Sagara meraih bibir Sasya dan menciumnya dengan lembut. Setelah Sasya selesai dengan pelepasannya, akhirnya Sagara membaringkan Sasya di sofa. Dia langsung bergerak dengan cepat memompa miliknya di tubuh Sasya. Erangan Sasya kembali terdengar saat Sagara bergerak dengan sangat cepat dan kasar.
Tubuh Sagara menegang, merasakan puncaknya yang akan segera datang. Dia bergerak semakin cepat dalam diri Sasya, lalu menarik diri membuat spermanya keluar di atas perut Sasya. Sagara mendesah lega setelah semua spermanya keluar. Dia lalu duduk dengan punggung menyandar pada sofa.
"Bukannya tadi kamu membeli pengaman?" Sasya bertanya. Dia mengambil tisu dari atas meja dan membersihkan cairan milik Sagara di perutnya.
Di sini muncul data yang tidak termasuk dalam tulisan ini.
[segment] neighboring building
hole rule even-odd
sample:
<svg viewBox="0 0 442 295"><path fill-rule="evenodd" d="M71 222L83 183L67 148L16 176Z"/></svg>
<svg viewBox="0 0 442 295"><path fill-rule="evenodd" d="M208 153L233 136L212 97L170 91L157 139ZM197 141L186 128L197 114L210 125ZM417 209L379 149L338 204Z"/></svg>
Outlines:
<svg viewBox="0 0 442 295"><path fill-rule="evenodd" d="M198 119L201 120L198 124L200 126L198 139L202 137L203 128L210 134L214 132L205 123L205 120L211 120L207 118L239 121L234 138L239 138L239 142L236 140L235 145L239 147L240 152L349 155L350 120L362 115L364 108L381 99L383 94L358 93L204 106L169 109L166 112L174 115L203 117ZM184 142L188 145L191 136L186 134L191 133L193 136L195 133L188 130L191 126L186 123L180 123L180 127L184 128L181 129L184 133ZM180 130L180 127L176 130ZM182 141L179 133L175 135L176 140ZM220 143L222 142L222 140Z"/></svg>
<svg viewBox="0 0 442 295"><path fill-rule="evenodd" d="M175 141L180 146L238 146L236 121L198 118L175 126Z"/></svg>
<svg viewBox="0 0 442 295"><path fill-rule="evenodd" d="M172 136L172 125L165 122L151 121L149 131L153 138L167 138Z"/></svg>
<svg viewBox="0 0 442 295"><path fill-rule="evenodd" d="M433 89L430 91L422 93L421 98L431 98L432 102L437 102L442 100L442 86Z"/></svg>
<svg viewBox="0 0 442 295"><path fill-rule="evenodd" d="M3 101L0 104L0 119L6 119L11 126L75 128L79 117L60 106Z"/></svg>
"Kamu sendiri yang nggak sabar loh, Sya," jawab Sagara. Sasya mendengus pelan mendengar itu dengan pipi sedikit bersemu merah. Ya, selama bertahun-tahun mereka selalu bermain aman. Dan selama itu tak pernah ada masalah lain yang timbul. Kadang Sasya juga mengonsumsi pil pencegah kehamilan saat Sagara tidak memakai pengaman dan tak sengaja keluar di dalam. Karena walaupun dia membutuhkan kepuasan seksual, Sasya tidak mau jika dia hamil walaupun itu anak Sagara.